La campagne municipale à Nice est profondément bouleversée par une affaire choquante : le 27 février 2026, une tête de porc accompagnée d’une affiche à caractère antisémite a été laissée sur le portail de la maison de Christian Estrosi, maire de la ville. Cet acte, qualifié d’« abject » par l’élu, survient à quelques jours du scrutin prévu pour le 15 mars et suscite une onde de choc dans le paysage politique local.

EN BREF

  • Une tête de porc et une affiche antisémite retrouvées chez Christian Estrosi.
  • Quatre personnes sont actuellement en garde à vue dans le cadre de l’enquête.
  • Les tensions politiques montent à l’approche des élections municipales.

Christian Estrosi, figure emblématique de la politique azuréenne, voit ainsi sa campagne entachée par cet épisode singulier. L’émotion provoquée par cet acte ignoble laisse vite place à une enquête judiciaire qui s’intensifie. Le parquet de Nice a annoncé, le 11 mars, la mise en garde à vue de quatre individus soupçonnés d’être impliqués dans cette affaire.

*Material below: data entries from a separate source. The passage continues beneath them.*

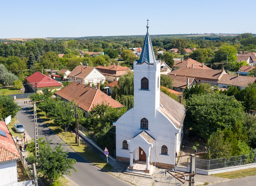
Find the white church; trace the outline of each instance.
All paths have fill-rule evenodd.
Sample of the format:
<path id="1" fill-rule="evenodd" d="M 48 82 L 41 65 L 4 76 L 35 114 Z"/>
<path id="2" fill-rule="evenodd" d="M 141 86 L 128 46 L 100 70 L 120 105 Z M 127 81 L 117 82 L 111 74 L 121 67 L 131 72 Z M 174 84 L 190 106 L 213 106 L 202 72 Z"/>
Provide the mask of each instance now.
<path id="1" fill-rule="evenodd" d="M 116 127 L 116 159 L 171 169 L 184 132 L 186 109 L 160 91 L 161 62 L 156 61 L 147 31 L 139 61 L 133 62 L 134 106 L 113 125 Z"/>

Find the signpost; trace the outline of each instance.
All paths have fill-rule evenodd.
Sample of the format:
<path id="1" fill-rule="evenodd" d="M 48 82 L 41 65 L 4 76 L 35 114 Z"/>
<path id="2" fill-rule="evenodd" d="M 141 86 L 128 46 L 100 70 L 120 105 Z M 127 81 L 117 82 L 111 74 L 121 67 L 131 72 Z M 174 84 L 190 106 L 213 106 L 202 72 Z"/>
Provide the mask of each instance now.
<path id="1" fill-rule="evenodd" d="M 108 161 L 108 150 L 106 147 L 105 148 L 105 150 L 104 150 L 104 154 L 106 155 L 107 157 L 107 161 Z"/>

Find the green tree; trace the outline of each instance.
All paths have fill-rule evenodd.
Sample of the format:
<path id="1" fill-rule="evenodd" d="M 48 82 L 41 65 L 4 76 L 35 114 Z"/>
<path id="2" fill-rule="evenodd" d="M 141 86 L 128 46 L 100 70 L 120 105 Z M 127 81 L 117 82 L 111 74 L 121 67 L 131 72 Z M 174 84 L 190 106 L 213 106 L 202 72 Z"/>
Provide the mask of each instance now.
<path id="1" fill-rule="evenodd" d="M 161 85 L 171 89 L 173 88 L 173 81 L 171 77 L 169 76 L 161 75 L 160 76 L 160 79 Z"/>
<path id="2" fill-rule="evenodd" d="M 35 58 L 35 55 L 32 52 L 31 52 L 29 56 L 29 60 L 27 61 L 28 68 L 31 68 L 33 67 L 35 63 L 36 60 Z"/>

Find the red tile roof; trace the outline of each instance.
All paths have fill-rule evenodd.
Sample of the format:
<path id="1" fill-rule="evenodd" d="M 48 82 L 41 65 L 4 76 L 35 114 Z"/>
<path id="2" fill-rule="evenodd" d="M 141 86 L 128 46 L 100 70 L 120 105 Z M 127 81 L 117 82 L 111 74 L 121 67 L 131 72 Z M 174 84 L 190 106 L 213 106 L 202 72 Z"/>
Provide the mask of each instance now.
<path id="1" fill-rule="evenodd" d="M 114 87 L 115 86 L 117 86 L 118 85 L 118 81 L 115 81 L 115 82 L 112 82 L 108 84 L 107 84 L 105 86 L 110 87 Z"/>
<path id="2" fill-rule="evenodd" d="M 7 136 L 0 135 L 0 162 L 20 159 L 17 147 L 4 121 L 0 121 L 0 130 L 5 132 Z"/>
<path id="3" fill-rule="evenodd" d="M 127 66 L 122 66 L 118 65 L 112 65 L 108 66 L 99 65 L 95 67 L 102 73 L 108 75 L 115 75 L 119 76 L 124 74 L 128 71 L 130 70 L 130 68 Z"/>
<path id="4" fill-rule="evenodd" d="M 92 71 L 94 68 L 92 66 L 87 67 L 84 65 L 78 65 L 74 68 L 68 76 L 84 79 Z M 82 69 L 83 72 L 82 72 Z"/>
<path id="5" fill-rule="evenodd" d="M 181 68 L 173 70 L 168 74 L 179 76 L 191 77 L 193 78 L 201 78 L 212 80 L 218 80 L 221 74 L 221 70 L 205 70 L 198 68 Z"/>
<path id="6" fill-rule="evenodd" d="M 238 71 L 248 72 L 255 68 L 255 66 L 242 65 Z"/>
<path id="7" fill-rule="evenodd" d="M 253 83 L 256 80 L 256 77 L 235 75 L 223 74 L 218 81 L 218 83 L 226 85 L 247 87 L 248 84 Z"/>
<path id="8" fill-rule="evenodd" d="M 37 87 L 38 88 L 41 87 L 50 87 L 58 86 L 62 86 L 57 81 L 55 81 L 44 74 L 37 71 L 32 75 L 26 78 L 27 80 L 35 87 L 35 83 L 37 83 Z"/>
<path id="9" fill-rule="evenodd" d="M 89 86 L 74 82 L 56 93 L 64 99 L 71 101 L 73 99 L 81 108 L 87 112 L 93 105 L 104 102 L 114 108 L 124 106 L 100 90 Z"/>

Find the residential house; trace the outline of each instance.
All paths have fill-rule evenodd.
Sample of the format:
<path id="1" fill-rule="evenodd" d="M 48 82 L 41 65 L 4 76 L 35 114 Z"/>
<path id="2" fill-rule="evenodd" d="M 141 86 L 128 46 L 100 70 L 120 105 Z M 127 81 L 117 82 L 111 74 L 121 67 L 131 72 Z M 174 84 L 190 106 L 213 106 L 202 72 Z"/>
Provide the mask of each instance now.
<path id="1" fill-rule="evenodd" d="M 177 54 L 178 53 L 178 52 L 179 51 L 179 49 L 174 48 L 171 49 L 169 50 L 173 53 L 174 53 L 174 54 Z"/>
<path id="2" fill-rule="evenodd" d="M 21 156 L 13 137 L 5 123 L 0 121 L 0 185 L 17 185 L 17 162 Z"/>
<path id="3" fill-rule="evenodd" d="M 103 83 L 106 81 L 106 77 L 102 73 L 88 65 L 77 66 L 68 75 L 68 78 L 70 82 L 76 81 L 82 84 Z"/>
<path id="4" fill-rule="evenodd" d="M 108 82 L 118 81 L 119 78 L 131 70 L 127 66 L 122 66 L 115 63 L 108 66 L 99 65 L 95 67 L 106 76 L 106 80 Z"/>
<path id="5" fill-rule="evenodd" d="M 212 68 L 204 65 L 203 63 L 201 63 L 190 57 L 185 60 L 182 58 L 180 60 L 174 60 L 174 65 L 173 67 L 173 70 L 174 70 L 181 67 L 212 70 Z"/>
<path id="6" fill-rule="evenodd" d="M 171 68 L 164 61 L 161 62 L 160 68 L 161 74 L 167 74 L 171 71 Z"/>
<path id="7" fill-rule="evenodd" d="M 63 74 L 63 80 L 66 80 L 67 79 L 68 76 L 70 74 L 71 71 L 69 70 L 66 69 L 65 68 L 62 68 L 60 70 L 57 74 L 59 75 L 60 75 L 62 74 Z"/>
<path id="8" fill-rule="evenodd" d="M 26 79 L 27 83 L 33 91 L 36 93 L 42 93 L 46 89 L 60 90 L 62 85 L 51 77 L 37 71 Z"/>
<path id="9" fill-rule="evenodd" d="M 134 106 L 113 123 L 116 159 L 146 161 L 145 173 L 153 165 L 173 167 L 184 134 L 185 106 L 160 91 L 161 61 L 157 61 L 147 33 L 139 61 L 133 62 Z"/>
<path id="10" fill-rule="evenodd" d="M 76 104 L 86 112 L 86 116 L 94 106 L 104 103 L 113 108 L 124 106 L 100 91 L 100 84 L 97 89 L 74 82 L 55 93 L 57 97 L 66 101 L 74 100 Z"/>
<path id="11" fill-rule="evenodd" d="M 175 74 L 168 76 L 171 78 L 173 82 L 173 89 L 178 92 L 184 92 L 187 86 L 189 89 L 190 89 L 192 85 L 194 86 L 196 84 L 198 84 L 196 78 L 194 78 L 176 76 Z"/>
<path id="12" fill-rule="evenodd" d="M 189 78 L 194 78 L 198 84 L 208 83 L 212 86 L 218 85 L 218 81 L 223 74 L 226 74 L 224 67 L 221 70 L 202 68 L 181 68 L 173 70 L 168 74 Z"/>
<path id="13" fill-rule="evenodd" d="M 242 65 L 242 66 L 237 70 L 237 72 L 239 72 L 242 76 L 247 76 L 248 72 L 255 68 L 255 66 Z"/>
<path id="14" fill-rule="evenodd" d="M 227 87 L 229 85 L 236 86 L 239 89 L 244 89 L 250 83 L 255 83 L 256 77 L 237 75 L 223 74 L 218 82 L 219 87 Z"/>

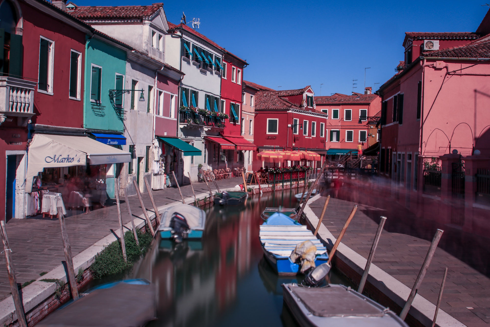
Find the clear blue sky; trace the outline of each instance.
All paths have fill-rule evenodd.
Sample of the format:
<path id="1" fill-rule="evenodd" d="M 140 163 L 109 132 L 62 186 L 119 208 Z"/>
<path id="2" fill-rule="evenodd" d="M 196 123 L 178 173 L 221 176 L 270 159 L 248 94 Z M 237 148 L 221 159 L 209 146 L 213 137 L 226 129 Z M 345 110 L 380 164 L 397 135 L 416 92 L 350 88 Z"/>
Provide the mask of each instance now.
<path id="1" fill-rule="evenodd" d="M 275 89 L 311 85 L 316 95 L 377 90 L 403 60 L 405 32 L 474 32 L 488 0 L 206 1 L 164 3 L 167 19 L 200 19 L 199 32 L 250 64 L 247 80 Z M 150 4 L 74 0 L 78 5 Z M 375 86 L 374 83 L 380 83 Z M 278 86 L 282 86 L 278 88 Z"/>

Parmi eux, deux hommes, nés respectivement en 1980 et 1947, et deux femmes, nées en 1963 et 1967. Si les deux femmes ont été rapidement libérées, la situation est plus complexe pour les hommes, dont la garde à vue a été prolongée.

Cette affaire n’est pas isolée, elle s’inscrit dans un contexte politique tendu. Christian Estrosi a immédiatement réagi en accusant ses opposants de la droite dure, pointant du doigt une montée de l’hostilité à son égard à l’approche des élections. L’affiche accompagnant la tête de porc, représentant son portrait cloué d’une étoile de David et comportant un message injurieux, ajoute une dimension antisémite à cet acte. Estrosi a annoncé son intention de porter plainte et de se constituer partie civile par l’intermédiaire de son avocat, maître Olivier Baratelli.

Au cours d’un débat électoral, il a évoqué la violence de l’ultradroite, citant nommément Pierre-Édouard Stérin, et dénonçant des manipulations et tentatives de déstabilisation orchestrées contre lui. Ces accusations ont entraîné une réaction immédiate de Stérin, qui a démenti toute implication et annoncé une plainte en diffamation. Le climat politique à Nice est donc particulièrement tendu, entre enquêtes judiciaires et rivalités électorales.

Les enjeux judiciaires sont également significatifs. Deux suspects avaient déjà été mis en examen et placés en détention provisoire en début de mois. L’un d’eux a accepté de répondre aux questions du juge d’instruction, tandis que l’autre demeure en détention. Les chefs d’inculpation sont multiples : provocation publique à la haine, violences aggravées contre un élu, et association de malfaiteurs, entre autres. Chaque étape de l’enquête est scrutée de près, tant par les autorités que par l’opinion publique.

À l’approche des élections municipales du 15 mars, le poids de cette affaire se fait particulièrement sentir dans le climat niçois. La campagne électorale est désormais marquée par des interrogations sur les suites judiciaires de l’affaire, et les juges d’instruction devront faire preuve d’une vigilance accrue. Les ramifications de cet événement révèlent une tension politique qui semble loin de s’apaiser, et le dossier reste ouvert, alimentant les débats et conjectures.

Ce contexte électoral, déjà fébrile, est désormais teinté d’une gravité nouvelle. Les électeurs, tout en étant témoins des développements de cette affaire, doivent également composer avec les enjeux de la campagne qui se dessine. Christian Estrosi, tout en exprimant son indignation face à cet acte odieux, doit naviguer dans un environnement politique complexe, où chaque mot et chaque action sont scrutés.